MontajMontajdocs

Quick Start

Your first video edit with Montaj — headless and with UI.

Quick Start

Send It to Your Agent

The fastest way to get started is to paste this into your AI agent:

Install Montaj from https://github.com/theSamPadilla/montaj, then read skills/onboarding/SKILL.md to get us started.

Headless — Agent Edits, Renders, Done

montaj run ./clips --prompt "tight cuts, remove filler, 9:16"

This runs the default workflow (overlays) against all clips in the directory. The pipeline:

  1. Creates project.json [pending] with clip paths, prompt, and workflow name
  2. Agent picks it up, reads the workflow, calls steps as tools
  3. Agent writes project.json as it works
  4. Agent marks project [draft] when the edit is complete

With a Named Workflow

montaj run ./clips --workflow tight-reel --prompt "tight cuts, upbeat pacing"

Animation Project (No Source Footage)

montaj run --workflow animations --prompt "60s animated explainer, dark theme"

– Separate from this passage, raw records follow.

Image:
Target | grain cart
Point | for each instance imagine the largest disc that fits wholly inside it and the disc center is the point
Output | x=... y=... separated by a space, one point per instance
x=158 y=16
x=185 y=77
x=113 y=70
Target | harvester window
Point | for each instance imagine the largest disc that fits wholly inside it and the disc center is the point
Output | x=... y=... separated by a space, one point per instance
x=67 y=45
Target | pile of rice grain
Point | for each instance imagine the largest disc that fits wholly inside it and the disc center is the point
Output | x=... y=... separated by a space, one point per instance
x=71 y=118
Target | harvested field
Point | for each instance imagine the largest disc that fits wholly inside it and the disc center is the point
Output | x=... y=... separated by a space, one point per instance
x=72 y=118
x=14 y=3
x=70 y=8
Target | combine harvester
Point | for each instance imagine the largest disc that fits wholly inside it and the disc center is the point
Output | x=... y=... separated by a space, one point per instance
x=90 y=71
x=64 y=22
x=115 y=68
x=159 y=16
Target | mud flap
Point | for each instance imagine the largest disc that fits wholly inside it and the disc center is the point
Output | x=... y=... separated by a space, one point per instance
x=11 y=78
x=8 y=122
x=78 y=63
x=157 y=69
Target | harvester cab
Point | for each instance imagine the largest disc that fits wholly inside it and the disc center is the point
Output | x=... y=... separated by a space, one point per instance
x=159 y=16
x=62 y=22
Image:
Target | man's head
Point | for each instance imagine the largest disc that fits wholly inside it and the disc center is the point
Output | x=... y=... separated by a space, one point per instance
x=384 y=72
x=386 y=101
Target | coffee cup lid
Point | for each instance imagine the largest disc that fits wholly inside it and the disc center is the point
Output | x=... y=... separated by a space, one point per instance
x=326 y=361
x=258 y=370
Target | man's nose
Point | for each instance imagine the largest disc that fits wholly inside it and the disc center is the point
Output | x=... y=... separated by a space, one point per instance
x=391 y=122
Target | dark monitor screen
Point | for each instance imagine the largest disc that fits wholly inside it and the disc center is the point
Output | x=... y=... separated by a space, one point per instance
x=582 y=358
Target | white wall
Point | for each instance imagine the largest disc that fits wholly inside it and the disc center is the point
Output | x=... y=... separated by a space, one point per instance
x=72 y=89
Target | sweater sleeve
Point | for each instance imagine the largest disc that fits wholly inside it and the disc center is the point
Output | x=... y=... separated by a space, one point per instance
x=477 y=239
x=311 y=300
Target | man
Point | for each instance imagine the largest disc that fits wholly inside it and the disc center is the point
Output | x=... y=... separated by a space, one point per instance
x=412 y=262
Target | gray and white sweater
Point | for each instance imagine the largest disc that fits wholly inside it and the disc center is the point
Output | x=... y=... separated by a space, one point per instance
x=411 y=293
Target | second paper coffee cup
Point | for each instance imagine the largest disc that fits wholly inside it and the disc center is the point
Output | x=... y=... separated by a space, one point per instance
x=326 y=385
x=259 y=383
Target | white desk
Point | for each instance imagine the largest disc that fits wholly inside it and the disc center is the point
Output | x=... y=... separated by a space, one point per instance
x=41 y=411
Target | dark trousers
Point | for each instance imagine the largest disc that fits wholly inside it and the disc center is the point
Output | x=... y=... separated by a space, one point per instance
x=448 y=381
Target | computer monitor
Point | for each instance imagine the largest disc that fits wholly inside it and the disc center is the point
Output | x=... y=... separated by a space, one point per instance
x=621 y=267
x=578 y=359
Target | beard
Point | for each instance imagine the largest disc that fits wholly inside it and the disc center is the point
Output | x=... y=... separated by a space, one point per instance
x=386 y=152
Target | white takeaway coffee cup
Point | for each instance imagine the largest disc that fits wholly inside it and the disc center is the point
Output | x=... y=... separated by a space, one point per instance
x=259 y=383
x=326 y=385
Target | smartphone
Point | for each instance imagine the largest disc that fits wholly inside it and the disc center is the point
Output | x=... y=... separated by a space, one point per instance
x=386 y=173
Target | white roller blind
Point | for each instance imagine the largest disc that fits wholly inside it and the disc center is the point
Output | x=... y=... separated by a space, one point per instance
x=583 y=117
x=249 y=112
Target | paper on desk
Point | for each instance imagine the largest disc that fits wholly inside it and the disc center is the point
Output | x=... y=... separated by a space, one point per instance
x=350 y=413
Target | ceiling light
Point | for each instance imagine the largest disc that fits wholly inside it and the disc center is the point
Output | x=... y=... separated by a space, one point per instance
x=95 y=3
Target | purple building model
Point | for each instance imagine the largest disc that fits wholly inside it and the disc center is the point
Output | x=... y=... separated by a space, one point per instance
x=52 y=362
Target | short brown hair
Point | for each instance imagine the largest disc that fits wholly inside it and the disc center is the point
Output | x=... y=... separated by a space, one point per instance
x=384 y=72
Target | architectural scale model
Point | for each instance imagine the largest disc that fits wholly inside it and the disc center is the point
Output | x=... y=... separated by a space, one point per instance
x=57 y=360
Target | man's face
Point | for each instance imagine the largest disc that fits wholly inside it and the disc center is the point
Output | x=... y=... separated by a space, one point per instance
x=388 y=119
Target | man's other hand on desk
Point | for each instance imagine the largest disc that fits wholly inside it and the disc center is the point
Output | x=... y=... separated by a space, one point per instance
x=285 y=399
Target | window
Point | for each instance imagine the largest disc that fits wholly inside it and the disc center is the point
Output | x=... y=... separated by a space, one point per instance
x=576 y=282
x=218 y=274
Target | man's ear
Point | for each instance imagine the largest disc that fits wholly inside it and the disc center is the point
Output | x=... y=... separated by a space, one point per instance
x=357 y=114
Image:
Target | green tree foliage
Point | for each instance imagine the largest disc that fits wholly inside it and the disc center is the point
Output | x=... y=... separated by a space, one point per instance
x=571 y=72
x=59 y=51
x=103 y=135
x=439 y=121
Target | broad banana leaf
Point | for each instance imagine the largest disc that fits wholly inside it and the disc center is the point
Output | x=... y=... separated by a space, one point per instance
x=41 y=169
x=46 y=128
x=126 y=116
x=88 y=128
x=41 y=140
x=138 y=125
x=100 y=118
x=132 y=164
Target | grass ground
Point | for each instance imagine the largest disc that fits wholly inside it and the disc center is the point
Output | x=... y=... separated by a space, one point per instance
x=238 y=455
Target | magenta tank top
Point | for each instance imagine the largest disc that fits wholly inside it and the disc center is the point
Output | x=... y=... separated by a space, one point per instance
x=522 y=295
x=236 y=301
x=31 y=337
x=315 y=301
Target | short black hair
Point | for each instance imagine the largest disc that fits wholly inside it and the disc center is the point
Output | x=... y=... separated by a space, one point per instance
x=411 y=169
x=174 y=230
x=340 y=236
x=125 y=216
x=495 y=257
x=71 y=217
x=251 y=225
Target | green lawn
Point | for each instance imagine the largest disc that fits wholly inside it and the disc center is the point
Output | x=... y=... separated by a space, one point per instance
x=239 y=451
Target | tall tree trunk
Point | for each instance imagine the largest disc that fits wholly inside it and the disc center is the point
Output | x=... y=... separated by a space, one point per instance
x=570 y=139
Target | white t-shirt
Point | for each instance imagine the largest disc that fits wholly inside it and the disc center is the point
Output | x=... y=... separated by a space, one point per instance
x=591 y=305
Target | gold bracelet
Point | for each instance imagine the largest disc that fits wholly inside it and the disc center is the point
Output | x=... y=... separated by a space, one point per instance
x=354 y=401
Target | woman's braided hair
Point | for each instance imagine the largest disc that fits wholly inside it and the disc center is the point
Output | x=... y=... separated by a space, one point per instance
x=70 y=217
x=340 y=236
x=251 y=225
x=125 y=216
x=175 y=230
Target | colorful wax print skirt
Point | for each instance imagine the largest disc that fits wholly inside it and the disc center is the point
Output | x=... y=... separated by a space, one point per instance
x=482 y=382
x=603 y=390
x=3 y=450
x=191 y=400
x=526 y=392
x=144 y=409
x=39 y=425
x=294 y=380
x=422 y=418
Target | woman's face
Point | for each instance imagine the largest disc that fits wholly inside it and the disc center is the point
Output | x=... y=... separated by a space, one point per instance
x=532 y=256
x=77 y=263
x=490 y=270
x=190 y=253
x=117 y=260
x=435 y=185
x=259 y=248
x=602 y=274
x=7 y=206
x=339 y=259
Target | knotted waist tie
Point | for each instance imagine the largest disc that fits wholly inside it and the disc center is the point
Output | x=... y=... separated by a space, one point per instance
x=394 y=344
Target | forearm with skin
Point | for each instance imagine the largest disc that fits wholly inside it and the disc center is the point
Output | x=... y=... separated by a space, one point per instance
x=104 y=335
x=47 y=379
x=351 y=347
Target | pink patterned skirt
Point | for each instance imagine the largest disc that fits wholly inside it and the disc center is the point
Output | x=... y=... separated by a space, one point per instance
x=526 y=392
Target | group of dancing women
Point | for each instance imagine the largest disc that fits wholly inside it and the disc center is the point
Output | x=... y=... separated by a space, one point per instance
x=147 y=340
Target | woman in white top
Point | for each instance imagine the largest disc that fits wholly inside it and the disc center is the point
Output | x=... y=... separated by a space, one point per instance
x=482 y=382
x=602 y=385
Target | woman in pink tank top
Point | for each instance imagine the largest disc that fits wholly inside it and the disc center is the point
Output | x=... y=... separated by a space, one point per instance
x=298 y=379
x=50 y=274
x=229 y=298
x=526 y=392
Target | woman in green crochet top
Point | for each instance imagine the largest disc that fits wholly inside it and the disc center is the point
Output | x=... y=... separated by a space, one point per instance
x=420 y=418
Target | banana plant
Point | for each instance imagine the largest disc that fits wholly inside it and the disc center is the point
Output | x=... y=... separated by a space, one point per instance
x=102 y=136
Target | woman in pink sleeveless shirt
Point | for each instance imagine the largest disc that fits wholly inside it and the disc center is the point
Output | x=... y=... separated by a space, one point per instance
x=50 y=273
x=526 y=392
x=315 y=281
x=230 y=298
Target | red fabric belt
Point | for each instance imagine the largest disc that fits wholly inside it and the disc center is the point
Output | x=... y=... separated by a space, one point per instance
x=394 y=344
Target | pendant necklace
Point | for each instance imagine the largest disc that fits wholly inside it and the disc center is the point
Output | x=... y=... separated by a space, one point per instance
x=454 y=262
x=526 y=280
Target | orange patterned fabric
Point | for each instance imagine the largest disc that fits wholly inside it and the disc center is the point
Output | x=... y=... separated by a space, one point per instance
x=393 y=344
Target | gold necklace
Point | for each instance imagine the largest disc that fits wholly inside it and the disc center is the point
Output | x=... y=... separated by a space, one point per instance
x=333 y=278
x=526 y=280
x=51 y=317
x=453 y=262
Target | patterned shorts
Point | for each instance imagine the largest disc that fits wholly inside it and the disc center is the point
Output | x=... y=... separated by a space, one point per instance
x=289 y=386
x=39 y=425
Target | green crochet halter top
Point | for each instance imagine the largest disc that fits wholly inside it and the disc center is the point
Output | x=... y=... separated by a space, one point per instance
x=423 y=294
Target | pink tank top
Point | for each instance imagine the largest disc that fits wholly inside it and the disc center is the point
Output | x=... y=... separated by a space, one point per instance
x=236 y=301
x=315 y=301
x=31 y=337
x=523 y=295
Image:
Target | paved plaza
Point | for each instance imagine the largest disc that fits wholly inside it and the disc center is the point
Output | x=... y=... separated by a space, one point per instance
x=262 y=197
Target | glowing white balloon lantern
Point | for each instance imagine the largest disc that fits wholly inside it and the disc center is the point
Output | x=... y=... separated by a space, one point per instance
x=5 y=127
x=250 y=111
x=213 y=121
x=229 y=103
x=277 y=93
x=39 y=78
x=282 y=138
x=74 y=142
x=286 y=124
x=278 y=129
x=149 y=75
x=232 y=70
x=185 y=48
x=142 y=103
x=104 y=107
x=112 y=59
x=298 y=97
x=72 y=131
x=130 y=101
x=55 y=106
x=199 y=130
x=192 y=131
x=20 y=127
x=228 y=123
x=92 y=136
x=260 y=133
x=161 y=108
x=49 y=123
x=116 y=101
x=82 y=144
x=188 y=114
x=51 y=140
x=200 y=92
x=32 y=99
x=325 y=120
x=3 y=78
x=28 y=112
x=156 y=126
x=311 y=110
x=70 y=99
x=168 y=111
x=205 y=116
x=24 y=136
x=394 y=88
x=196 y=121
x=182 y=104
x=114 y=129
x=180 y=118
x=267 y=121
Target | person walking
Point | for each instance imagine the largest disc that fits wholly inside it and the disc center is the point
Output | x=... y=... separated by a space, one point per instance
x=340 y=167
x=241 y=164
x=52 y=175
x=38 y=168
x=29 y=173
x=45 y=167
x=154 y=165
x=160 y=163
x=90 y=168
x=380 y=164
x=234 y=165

With UI — Watch the Agent Work Live

montaj serve

Opens http://localhost:3000 with the browser UI. From here you can:

  1. Upload — drag and drop clips, write your editing prompt, select a workflow
  2. Live View — watch the agent build the edit in real time via SSE
  3. Review — adjust the timeline, captions, and overlays when the agent finishes
  4. Render — trigger the final render to MP4

Render

After the agent finishes (or after your review), render to a final MP4:

montaj render

With explicit paths:

montaj render --project ./workspace/project.json --out ./output/final.mp4

Clean up intermediate files after compositing:

montaj render --clean

What Happens Under the Hood

montaj run ./clips --prompt "tight cuts"

    ├── Creates project.json [pending]
    ├── Reads workflows/overlays.json (default)

    │   Agent takes over:
    ├── probe + snapshot → understand the clips
    ├── waveform_trim → detect and remove silence
    ├── transcribe → word-level transcript
    ├── rm_fillers → remove um/uh/hmm
    ├── select_takes → pick best takes from repeats
    ├── concat → join clips in a single encode pass
    ├── caption → animated caption track
    ├── overlays → custom JSX title cards, lower thirds
    └── resize → 9:16 for shorts/reels

Every step outputs a result to stdout. Steps chain — the output of one becomes the input of the next. No intermediate video files are created until concat — all editing steps work with trim specs (timestamp ranges) that get applied in a single encode pass.